My question is about Claim 1 in the proof here: Gillman (1993). At the end of the proof, the author says:

The matrix product $ U^\top\sqrt{D^{-1}}(P+(\mathrm{e}^x-1)B(0)-\mu I)\sqrt{D}U$ , which is equal to $ (D’-\mu I)(I+(D’-\mu I)^{-1}(\mathrm{e}^x-1)D’U^\top D_A U)$ , is singular. Therefore,

\begin{align*} 1&\leq \lVert (D’-\mu I)^{-1}(\mathrm{e}^x-1)D’U^\top D_A U \rVert_2 \ &\leq \frac{1}{\mu-\lambda_2}(\mathrm{e}^x -1). \end{align*}

(The first inequality uses the continuity of the function $ \lambda_2(y)$ .)

I understand why the two expressions at the beginning are equal and I understand the second inequality, but I do not understand the first inequality and also why the matrix product is singular.

Let me provide the definitions so you can avoid reading the whole paper. There is a weighted undirected graph $ G=(V, E, w)$ where $ w_{ij}=0$ if $ \{i,j\}\notin E$ . Denote $ w_i:=\sum_j w_{ij}$ . Let $ P$ denote the transition matrix, so $ P_{ij}:=\frac{w_{ij}}{w_i}$ . Denote by $ \lambda_2$ the second largest eigenvalue of $ P$ and by $ \epsilon:=1-\lambda_2$ the spectral gap. Next, let $ M$ be the weighted adjacency matrix $ M_{ij}:=w_{ij}$ . Let $ A$ be a set of vertices and $ \chi_A$ be an indicator function. Some more definitions are:

\begin{align*} &E_r:=\operatorname{diag}(\mathrm{e}^{r\chi_A}) & &P(r):=PE_r \ &D:=\operatorname{diag}(\frac{1}{w_i}) & &S:=\sqrt{D}M\sqrt{D} \ &S_r:=\sqrt{DE_r}M\sqrt{DE_r} & & B(r):=\frac{1}{\mathrm{e}-1}(P(r+1)-P(r)) \end{align*}

Moreover, since $ S$ is unitarily diagonalizable, there exist a unitary matrix $ U$ and a diagonal matrix $ D’$ such that $ D’=U^\top SU$ . Furthermore, there exists a diagonal matrix $ D_A$ such that $ B(0)=PD_A$ .

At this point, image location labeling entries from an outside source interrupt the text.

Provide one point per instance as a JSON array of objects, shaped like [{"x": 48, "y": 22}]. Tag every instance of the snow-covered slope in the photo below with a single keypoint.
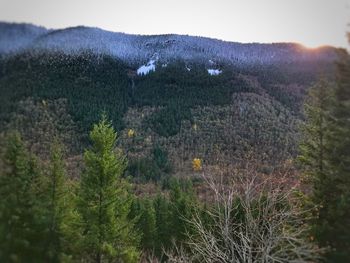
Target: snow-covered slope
[{"x": 138, "y": 50}]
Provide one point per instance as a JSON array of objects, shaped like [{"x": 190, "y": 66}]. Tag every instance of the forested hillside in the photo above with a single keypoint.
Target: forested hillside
[
  {"x": 170, "y": 148},
  {"x": 193, "y": 97}
]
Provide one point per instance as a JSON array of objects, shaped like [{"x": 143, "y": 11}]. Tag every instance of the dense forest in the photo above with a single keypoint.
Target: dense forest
[{"x": 238, "y": 157}]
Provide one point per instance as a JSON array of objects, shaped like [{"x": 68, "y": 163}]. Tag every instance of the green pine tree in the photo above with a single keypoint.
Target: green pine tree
[
  {"x": 325, "y": 155},
  {"x": 332, "y": 189},
  {"x": 20, "y": 230},
  {"x": 312, "y": 147},
  {"x": 57, "y": 209},
  {"x": 104, "y": 201}
]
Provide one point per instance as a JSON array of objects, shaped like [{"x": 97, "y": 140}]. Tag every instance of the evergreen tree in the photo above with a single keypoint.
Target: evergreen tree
[
  {"x": 325, "y": 153},
  {"x": 332, "y": 189},
  {"x": 58, "y": 210},
  {"x": 20, "y": 239},
  {"x": 104, "y": 201},
  {"x": 312, "y": 147}
]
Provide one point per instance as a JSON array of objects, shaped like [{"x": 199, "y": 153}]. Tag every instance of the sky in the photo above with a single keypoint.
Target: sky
[{"x": 312, "y": 23}]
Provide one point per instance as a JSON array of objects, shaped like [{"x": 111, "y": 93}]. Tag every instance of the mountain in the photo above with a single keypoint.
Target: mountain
[
  {"x": 138, "y": 48},
  {"x": 191, "y": 97}
]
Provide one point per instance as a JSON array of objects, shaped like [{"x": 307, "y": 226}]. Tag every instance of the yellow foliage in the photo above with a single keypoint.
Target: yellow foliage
[
  {"x": 197, "y": 164},
  {"x": 131, "y": 133}
]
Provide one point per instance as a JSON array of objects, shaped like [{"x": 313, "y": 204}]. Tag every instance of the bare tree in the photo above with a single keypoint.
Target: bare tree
[{"x": 250, "y": 221}]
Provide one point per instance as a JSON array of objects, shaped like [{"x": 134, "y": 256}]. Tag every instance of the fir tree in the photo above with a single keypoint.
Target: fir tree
[
  {"x": 20, "y": 230},
  {"x": 58, "y": 211},
  {"x": 325, "y": 153},
  {"x": 104, "y": 201},
  {"x": 332, "y": 189}
]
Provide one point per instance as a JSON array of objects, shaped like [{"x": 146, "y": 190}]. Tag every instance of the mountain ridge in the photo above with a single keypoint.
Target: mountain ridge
[{"x": 136, "y": 49}]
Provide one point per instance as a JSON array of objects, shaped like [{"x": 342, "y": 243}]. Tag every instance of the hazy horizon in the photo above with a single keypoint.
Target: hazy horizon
[{"x": 313, "y": 23}]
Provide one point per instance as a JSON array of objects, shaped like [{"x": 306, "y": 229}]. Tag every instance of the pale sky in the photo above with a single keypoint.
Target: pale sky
[{"x": 309, "y": 22}]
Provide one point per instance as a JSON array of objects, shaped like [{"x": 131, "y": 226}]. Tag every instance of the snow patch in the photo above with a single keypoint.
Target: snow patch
[
  {"x": 145, "y": 69},
  {"x": 214, "y": 72}
]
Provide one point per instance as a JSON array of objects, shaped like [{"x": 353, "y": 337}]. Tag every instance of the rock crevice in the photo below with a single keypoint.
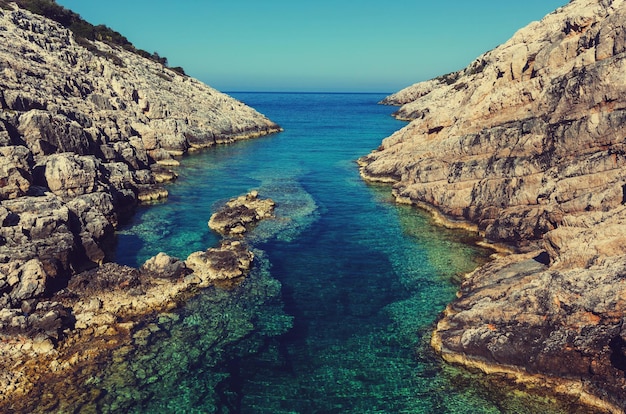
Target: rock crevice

Define $ \lambda(r)$ to be the largest eigenvalue of $ P(r)$ and $ \lambda_2(r)$ to be its second largest eigenvalue. As before, $ \epsilon_r := \lambda(r)-\lambda_2(r)$ is the spectral gap.

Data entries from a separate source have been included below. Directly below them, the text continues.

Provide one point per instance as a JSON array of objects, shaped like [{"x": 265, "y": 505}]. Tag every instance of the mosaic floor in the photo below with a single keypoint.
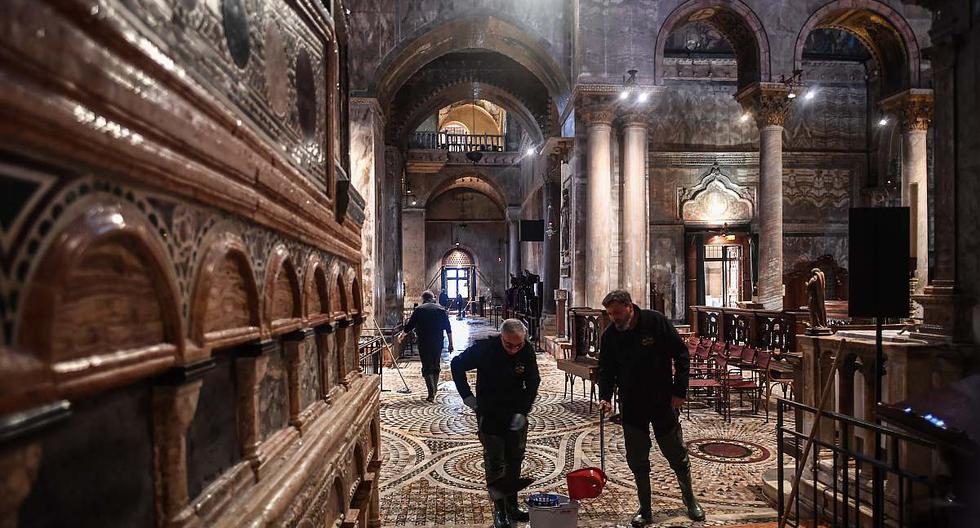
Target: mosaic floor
[{"x": 433, "y": 469}]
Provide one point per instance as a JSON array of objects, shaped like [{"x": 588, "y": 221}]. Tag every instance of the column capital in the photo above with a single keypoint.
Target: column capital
[
  {"x": 914, "y": 107},
  {"x": 768, "y": 102},
  {"x": 635, "y": 118},
  {"x": 599, "y": 115}
]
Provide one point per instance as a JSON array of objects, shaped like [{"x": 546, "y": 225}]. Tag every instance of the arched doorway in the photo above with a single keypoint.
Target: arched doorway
[{"x": 458, "y": 274}]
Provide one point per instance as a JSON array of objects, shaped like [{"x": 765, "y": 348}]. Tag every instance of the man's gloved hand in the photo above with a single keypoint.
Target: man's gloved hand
[{"x": 517, "y": 422}]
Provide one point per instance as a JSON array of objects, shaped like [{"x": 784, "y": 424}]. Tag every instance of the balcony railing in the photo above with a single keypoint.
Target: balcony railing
[{"x": 457, "y": 142}]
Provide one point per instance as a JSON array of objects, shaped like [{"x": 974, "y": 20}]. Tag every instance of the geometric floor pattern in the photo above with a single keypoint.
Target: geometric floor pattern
[{"x": 432, "y": 474}]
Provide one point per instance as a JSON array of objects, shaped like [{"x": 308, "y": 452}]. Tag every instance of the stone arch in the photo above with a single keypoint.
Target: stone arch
[
  {"x": 316, "y": 299},
  {"x": 461, "y": 90},
  {"x": 470, "y": 31},
  {"x": 282, "y": 290},
  {"x": 475, "y": 182},
  {"x": 225, "y": 301},
  {"x": 736, "y": 22},
  {"x": 883, "y": 31},
  {"x": 105, "y": 285}
]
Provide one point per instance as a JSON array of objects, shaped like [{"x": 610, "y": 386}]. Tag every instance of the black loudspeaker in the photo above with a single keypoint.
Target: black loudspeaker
[
  {"x": 532, "y": 230},
  {"x": 879, "y": 259}
]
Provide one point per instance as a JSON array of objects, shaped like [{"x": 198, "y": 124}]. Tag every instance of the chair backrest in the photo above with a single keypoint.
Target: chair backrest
[
  {"x": 749, "y": 353},
  {"x": 762, "y": 359}
]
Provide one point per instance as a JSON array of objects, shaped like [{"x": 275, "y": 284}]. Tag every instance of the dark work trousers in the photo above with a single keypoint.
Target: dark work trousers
[
  {"x": 430, "y": 356},
  {"x": 671, "y": 444},
  {"x": 503, "y": 454}
]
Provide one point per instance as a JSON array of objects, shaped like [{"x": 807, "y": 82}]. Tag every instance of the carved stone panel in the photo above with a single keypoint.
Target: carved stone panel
[
  {"x": 273, "y": 399},
  {"x": 715, "y": 200},
  {"x": 228, "y": 302},
  {"x": 107, "y": 305}
]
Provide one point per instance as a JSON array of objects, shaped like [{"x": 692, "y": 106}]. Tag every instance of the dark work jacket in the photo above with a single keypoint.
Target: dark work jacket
[
  {"x": 639, "y": 361},
  {"x": 505, "y": 384},
  {"x": 429, "y": 321}
]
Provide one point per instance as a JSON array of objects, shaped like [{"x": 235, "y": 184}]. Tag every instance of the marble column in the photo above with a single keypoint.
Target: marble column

In Claim 1 the author lets $ 0\leq x\leq r$ be some number. He also defines $ \mu<\lambda(x)$ to be any other eigenvalue of $ P(x)$ . At the end of the proof, we are only interested in $ \mu>\lambda_2$ .

Some other facts are:

\begin{align*} &\lVert D’ \rVert_2 = \lVert D_A \rVert_2 = 1 & &D’=U^\top\sqrt{D^{-1}}P\sqrt{D}U \ &P(0)=P & &\lambda(0)=1 & &\lambda_2(0)=\lambda_2 \ &P=\sqrt{D}S\sqrt{D^{-1}} & &P(r)=\sqrt{DE_r^{-1}}S_r\sqrt{E_rD^{-1}} \end{align*}

I hope I didn’t miss anything relevant. Thank you for your help.